NLRC5-Mediated Epigenetic and Proteomic Regulation of Microglial Panoptosis Drives Neuroinflammation in Multiple Sclerosis

Background: Microglial dysfunction contributes to multiple sclerosis (MS) pathogenesis, yet the link between epigenetic regulation and inflammatory cell death (PANoptosis) remains unclear. This study explores NOD-like receptor family CARD domain containing 5 (NLRC5) as a regulator of microglial PANoptosis in MS. Methods: Transcriptomic data from experimental autoimmune encephalomyelitis (EAE) microglia (GSE253318) and GEO datasets (GSE78809, GSE154228) were integrated to identify panoptosis-related genes. Mendelian randomization (MR) linked NLRC5 expression to proteomic targets using UK Biobank and deCODE Iceland protein quantitative trait loci (pQTLs). Methylation quantitative trait locus (mQTL) analysis assessed MS-associated CpG sites. Lipopolysaccharide (LPS)-treated BV2 microglial models were used to validate NLRC5–PANoptosome assembly via Western blot and immunofluorescence. Results: NLRC5 was identified as a hub gene in PANoptosis-related pathways. MR revealed causal links between NLRC5 and apoptotic (GABA Type A Receptor-Associated Protein (GABARAP), BR Serine/Threonine Kinase 2 (BRSK2), TNF Superfamily Member 12 (TNFSF12)) and necroptotic (BCL2) effectors, consistent across inverse-variance weighted (iVW), Bayesian Weighted Mendelian Randomization (BWMR), and Generalized Summary-data-based Mendelian Randomization (GSMR) methods. Hypermethylation of NLRC5 (cg04097610) was associated with reduced MS risk (Odds Ratio (OR) = 0.885, p = 0.039).

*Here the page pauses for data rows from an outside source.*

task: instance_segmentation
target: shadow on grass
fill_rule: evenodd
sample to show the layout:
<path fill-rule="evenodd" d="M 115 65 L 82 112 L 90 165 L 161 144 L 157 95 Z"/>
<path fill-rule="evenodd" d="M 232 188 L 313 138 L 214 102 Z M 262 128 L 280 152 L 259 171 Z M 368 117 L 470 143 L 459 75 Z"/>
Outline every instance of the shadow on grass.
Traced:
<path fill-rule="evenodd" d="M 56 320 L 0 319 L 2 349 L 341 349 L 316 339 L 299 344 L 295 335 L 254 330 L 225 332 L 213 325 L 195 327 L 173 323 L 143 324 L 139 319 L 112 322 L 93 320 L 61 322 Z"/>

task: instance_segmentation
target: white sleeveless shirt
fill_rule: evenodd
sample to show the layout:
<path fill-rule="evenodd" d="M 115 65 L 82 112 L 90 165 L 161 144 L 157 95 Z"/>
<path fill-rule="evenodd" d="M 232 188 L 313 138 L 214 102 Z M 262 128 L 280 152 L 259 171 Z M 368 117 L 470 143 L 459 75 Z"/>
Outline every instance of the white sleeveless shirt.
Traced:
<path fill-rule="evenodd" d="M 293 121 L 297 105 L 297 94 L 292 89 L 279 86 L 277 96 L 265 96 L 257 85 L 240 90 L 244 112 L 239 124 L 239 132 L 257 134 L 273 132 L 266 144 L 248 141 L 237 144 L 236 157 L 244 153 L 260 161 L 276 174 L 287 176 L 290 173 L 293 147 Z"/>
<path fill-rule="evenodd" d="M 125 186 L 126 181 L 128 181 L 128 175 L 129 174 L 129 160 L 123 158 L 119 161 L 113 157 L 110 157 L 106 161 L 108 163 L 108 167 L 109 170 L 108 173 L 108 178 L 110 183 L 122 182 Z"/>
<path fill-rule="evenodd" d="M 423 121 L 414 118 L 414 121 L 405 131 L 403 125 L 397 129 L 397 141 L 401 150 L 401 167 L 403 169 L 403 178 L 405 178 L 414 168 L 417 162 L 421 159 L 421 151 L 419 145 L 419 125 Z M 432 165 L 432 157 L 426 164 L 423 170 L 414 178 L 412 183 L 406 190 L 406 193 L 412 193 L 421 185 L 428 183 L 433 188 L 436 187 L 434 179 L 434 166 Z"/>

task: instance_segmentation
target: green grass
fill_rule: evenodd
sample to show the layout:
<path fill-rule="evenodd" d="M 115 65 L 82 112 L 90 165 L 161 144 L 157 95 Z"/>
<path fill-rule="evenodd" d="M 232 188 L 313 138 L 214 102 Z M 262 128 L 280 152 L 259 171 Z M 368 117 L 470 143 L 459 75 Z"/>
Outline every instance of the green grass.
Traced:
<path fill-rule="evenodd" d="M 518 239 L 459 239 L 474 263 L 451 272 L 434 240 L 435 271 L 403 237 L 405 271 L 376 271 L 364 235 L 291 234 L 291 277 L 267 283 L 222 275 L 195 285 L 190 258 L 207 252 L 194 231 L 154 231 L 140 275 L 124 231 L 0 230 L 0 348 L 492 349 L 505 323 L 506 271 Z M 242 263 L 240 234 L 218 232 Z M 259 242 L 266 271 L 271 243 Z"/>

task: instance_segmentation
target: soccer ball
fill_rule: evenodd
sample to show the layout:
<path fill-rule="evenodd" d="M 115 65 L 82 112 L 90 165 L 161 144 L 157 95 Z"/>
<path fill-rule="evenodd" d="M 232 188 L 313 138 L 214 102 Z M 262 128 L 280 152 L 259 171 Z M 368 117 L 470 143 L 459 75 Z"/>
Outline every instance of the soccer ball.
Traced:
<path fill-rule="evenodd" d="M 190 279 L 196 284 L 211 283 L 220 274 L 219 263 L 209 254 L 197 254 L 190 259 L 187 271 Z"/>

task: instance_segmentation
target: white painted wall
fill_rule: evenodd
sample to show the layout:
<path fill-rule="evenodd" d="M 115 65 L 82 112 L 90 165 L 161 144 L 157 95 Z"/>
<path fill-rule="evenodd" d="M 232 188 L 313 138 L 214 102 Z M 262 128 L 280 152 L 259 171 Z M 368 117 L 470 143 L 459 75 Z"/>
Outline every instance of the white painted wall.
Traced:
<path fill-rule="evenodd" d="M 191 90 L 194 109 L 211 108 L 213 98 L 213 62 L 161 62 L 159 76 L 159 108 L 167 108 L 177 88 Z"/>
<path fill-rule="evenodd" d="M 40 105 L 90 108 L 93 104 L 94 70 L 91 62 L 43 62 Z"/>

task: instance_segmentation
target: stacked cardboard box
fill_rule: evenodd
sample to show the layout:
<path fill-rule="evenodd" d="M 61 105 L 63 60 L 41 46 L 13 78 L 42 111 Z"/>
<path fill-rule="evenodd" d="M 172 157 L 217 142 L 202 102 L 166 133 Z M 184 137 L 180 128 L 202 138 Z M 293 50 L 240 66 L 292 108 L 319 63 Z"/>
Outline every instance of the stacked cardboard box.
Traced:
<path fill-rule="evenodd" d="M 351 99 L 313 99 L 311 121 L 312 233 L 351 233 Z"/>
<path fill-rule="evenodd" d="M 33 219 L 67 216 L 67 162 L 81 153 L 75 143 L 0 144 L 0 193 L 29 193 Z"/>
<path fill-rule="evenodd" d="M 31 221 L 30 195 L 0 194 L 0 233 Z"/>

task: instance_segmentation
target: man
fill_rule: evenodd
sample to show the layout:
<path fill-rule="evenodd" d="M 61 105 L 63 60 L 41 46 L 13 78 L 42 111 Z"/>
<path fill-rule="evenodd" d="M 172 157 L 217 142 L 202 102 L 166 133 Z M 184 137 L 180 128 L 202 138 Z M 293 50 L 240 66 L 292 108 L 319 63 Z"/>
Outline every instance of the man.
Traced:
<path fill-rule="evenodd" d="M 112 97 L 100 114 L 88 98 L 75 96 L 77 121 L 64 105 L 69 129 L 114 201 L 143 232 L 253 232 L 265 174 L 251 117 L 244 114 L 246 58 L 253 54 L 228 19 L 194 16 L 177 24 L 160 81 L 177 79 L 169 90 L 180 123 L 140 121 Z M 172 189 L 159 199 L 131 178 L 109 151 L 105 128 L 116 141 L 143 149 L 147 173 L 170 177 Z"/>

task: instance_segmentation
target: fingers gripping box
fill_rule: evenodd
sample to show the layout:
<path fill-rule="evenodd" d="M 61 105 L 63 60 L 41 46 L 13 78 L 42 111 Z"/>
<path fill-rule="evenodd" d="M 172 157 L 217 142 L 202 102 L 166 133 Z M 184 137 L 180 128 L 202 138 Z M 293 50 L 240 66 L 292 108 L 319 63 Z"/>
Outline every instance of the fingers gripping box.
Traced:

LPS stimulation upregulated NLRC5, Z-DNA binding protein 1 (ZBP1), apoptosis-associated speck-like protein containing a CARD (ASC), and cysteine-aspartic acid protease 8 (caspase-8), supporting PANoptosome activation. Conclusions: NLRC5 regulates microglial PANoptosis via epigenetic and proteomic mechanisms, linking inflammatory cell death to MS progression. These findings highlight NLRC5 as a potential therapeutic target in MS.